More proof that crypto is harder than it needs to be.
I went looking today for a definitive statement on what purposes a certificate needs when it is created for an SMTP server that uses STARTTLS (I'm still looking, but I'm pretty certain I know what it needs). I came across this gem of a piece from the Mac OS X guide to SSL:
The CSR and key are generated in the current directory, in a file called
newreq.pem. When you enter:
the system displays the file, which looks something like this:
-----BEGIN RSA PRIVATE KEY-----
-----END RSA PRIVATE KEY-----
-----BEGIN CERTIFICATE REQUEST-----
-----END CERTIFICATE REQUEST-----
Now, you can take this CSR to a Certificate Authority (CA) such as Thawte and Verisign. Using the CSR, you can purchase an SSL certificate from one of these CAs, and then use it to authenticate your email server.

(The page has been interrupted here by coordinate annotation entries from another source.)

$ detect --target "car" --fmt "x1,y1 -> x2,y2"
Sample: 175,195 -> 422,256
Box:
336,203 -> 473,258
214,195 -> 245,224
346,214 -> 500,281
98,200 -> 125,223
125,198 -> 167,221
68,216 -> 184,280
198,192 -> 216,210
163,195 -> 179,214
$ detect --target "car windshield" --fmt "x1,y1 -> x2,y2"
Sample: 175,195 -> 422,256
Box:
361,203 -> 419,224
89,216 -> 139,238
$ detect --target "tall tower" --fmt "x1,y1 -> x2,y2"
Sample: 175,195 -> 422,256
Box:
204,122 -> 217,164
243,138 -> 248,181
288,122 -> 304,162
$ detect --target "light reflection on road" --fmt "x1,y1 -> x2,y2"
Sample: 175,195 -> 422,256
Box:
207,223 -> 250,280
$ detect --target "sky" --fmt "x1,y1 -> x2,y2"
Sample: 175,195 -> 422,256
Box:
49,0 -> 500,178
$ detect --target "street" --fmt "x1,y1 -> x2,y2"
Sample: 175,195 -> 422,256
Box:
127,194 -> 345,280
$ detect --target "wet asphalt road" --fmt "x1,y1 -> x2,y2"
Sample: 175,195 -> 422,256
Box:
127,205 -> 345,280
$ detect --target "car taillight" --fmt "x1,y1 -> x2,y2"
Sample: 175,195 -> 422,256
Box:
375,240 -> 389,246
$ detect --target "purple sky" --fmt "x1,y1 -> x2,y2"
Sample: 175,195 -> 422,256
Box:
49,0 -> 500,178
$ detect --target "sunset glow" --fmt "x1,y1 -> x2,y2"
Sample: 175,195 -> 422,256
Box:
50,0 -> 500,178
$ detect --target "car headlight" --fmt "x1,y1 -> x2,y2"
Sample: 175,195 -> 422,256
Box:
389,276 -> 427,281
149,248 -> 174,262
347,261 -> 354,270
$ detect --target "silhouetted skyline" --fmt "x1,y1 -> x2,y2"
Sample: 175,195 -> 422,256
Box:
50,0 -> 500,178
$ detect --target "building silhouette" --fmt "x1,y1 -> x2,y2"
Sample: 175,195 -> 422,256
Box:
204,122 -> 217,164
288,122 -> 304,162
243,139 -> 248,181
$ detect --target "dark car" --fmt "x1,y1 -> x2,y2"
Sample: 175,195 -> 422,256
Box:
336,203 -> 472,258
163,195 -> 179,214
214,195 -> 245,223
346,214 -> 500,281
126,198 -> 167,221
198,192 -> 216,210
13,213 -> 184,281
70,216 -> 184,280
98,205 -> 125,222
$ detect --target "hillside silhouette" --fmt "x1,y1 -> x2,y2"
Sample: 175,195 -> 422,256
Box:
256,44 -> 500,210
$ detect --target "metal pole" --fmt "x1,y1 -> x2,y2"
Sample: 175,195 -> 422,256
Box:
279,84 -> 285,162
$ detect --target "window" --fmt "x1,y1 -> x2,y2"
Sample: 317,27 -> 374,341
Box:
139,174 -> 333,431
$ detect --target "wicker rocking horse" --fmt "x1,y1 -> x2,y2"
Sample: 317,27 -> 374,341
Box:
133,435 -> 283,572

Okay, so they just said that you should take the PEM file above to your CA, as the CSR?
Why's it bad?
Because that's not just the CSR, it also holds the private key. Think of the private keys as being your internal organs - nobody gets to have them while you're still alive.
Sure, it's encrypted, but did you really want to take the chance that the guys with all that cryptographic experience?
The Certificate Request, for the record, is exactly that portion between "-----BEGIN CERTIFICATE REQUEST-----" and "-----END CERTIFICATE REQUEST-----" - that's the part (along with those two markers) that you should send to the CA.
This is pretty entertaining, but it doesn't beat the training guides for Mirosoft's Windows 2000 Official Curriculum course, which read "Alice encrypts a message using Bob's private key". If Alice has access to Bob's private key, they should be able to share secret messages at the breakfast table without encryption.